The words of Mayor Jacob Frey of Minneapolis after the brutal death of George Floyd, speak truth to power: “Being Black in America should not be a death sentence.” As members of a profession that, by its very mandate, is required to protect and serve, we must ensure that those among us who transgress are stripped of their anonymity and ousted in the most public fashion possible, regardless of who they are and what station they maintain.
As a profession, we must accept the historical facts of our founding and admit that the institution of policing, as it is currently practiced in these United States, is inherently biased against people of color and low income. It was designed to be that way.
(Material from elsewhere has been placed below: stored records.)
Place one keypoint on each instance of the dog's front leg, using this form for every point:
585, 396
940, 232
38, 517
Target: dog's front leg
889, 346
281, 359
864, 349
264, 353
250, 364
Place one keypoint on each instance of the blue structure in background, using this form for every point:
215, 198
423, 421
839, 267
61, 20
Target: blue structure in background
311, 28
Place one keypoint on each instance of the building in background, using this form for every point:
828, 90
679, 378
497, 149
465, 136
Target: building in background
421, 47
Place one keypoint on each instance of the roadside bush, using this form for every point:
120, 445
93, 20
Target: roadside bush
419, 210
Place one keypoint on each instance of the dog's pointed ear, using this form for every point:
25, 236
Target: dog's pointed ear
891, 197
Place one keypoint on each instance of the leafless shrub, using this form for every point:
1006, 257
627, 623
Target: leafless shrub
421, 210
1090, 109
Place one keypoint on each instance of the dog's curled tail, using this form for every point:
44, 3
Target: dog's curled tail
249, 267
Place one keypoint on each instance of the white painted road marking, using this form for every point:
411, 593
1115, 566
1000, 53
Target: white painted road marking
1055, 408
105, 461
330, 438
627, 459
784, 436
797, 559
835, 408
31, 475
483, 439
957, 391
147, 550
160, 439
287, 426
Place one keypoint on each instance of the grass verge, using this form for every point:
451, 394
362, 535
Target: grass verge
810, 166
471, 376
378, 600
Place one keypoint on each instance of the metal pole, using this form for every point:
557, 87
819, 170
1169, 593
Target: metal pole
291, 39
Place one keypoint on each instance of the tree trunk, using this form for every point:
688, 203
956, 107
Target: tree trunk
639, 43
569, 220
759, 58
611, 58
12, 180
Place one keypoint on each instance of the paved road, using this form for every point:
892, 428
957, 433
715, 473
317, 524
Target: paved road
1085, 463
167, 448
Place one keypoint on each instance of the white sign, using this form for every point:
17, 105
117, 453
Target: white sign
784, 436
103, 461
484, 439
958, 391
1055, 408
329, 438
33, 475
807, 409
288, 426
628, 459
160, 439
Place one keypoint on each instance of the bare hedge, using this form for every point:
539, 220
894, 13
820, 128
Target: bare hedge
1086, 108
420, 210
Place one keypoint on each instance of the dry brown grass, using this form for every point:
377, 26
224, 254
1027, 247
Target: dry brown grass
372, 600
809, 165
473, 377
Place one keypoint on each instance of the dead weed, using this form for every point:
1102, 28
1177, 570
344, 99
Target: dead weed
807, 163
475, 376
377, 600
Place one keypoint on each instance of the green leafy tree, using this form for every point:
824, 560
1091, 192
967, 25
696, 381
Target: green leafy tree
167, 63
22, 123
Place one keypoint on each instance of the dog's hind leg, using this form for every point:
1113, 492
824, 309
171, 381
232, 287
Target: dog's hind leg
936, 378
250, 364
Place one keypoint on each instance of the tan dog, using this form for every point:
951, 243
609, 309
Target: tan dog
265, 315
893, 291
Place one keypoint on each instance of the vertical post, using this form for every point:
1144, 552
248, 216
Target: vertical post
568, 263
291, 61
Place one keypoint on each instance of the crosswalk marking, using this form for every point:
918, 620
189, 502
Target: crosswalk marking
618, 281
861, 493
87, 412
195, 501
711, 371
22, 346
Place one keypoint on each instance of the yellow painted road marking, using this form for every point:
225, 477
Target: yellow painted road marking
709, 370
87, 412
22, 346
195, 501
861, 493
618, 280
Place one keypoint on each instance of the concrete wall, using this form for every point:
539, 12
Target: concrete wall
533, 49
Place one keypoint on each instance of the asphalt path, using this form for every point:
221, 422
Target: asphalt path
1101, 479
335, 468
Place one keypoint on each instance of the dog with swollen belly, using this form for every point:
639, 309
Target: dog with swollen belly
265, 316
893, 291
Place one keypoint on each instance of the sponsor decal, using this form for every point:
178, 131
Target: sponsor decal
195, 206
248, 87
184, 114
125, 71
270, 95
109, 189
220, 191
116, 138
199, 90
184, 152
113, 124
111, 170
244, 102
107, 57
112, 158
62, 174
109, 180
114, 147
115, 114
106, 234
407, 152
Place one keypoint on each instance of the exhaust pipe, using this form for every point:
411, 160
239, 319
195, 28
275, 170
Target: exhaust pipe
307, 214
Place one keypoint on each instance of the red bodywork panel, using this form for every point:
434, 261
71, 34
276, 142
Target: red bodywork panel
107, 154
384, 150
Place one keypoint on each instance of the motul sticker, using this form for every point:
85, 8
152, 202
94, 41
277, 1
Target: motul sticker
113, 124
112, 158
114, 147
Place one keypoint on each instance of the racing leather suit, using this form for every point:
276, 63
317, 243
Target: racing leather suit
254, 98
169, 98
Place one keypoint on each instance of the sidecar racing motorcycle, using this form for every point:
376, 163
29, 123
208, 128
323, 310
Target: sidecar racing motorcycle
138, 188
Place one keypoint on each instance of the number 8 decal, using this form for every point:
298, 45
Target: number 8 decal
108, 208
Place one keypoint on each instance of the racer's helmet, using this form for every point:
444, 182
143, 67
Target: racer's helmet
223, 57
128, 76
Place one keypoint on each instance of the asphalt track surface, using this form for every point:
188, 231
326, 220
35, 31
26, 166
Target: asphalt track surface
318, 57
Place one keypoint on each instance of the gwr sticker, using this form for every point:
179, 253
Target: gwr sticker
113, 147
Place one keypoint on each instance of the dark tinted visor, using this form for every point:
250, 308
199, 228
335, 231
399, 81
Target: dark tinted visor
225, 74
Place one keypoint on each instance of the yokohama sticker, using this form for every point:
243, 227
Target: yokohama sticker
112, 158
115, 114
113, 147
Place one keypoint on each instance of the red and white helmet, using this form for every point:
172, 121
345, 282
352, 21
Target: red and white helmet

We must stop the hiring of only slightly qualified people, just because they are part of a legacy in the agency. We must end the practice of training new officers to be warriors instead of guardians. We must ensure that if supervisors do not properly instruct their subordinates, they lose their authority. And we must change the way we manage and the policies we set forth.
We must insist that our nation’s leadership enact concrete legislation that calls for the total and complete disenfranchisement of those who engage in the unbridled use of excessive force. Once detected, they must never be allowed to carry a badge and gun, or act with any level of law enforcement authority. Qualified immunity must become a thing of the past, instead of a constant reminder that there are few ways to hold law enforcement fully accountable.
We can ill afford the continued creation and fostering of an atmosphere of racially hostile attitudes and behaviors on the part of officers who continue to place us all at risk because of their ignorance and callous-minded behaviors.
There must be change. There must be accountability. The carnage must be stopped.
Lieut. Charles P. Wilson (Ret.) is the webmaster and immediate past chair of the National Association of Black Law Enforcement Officers (NABLEO).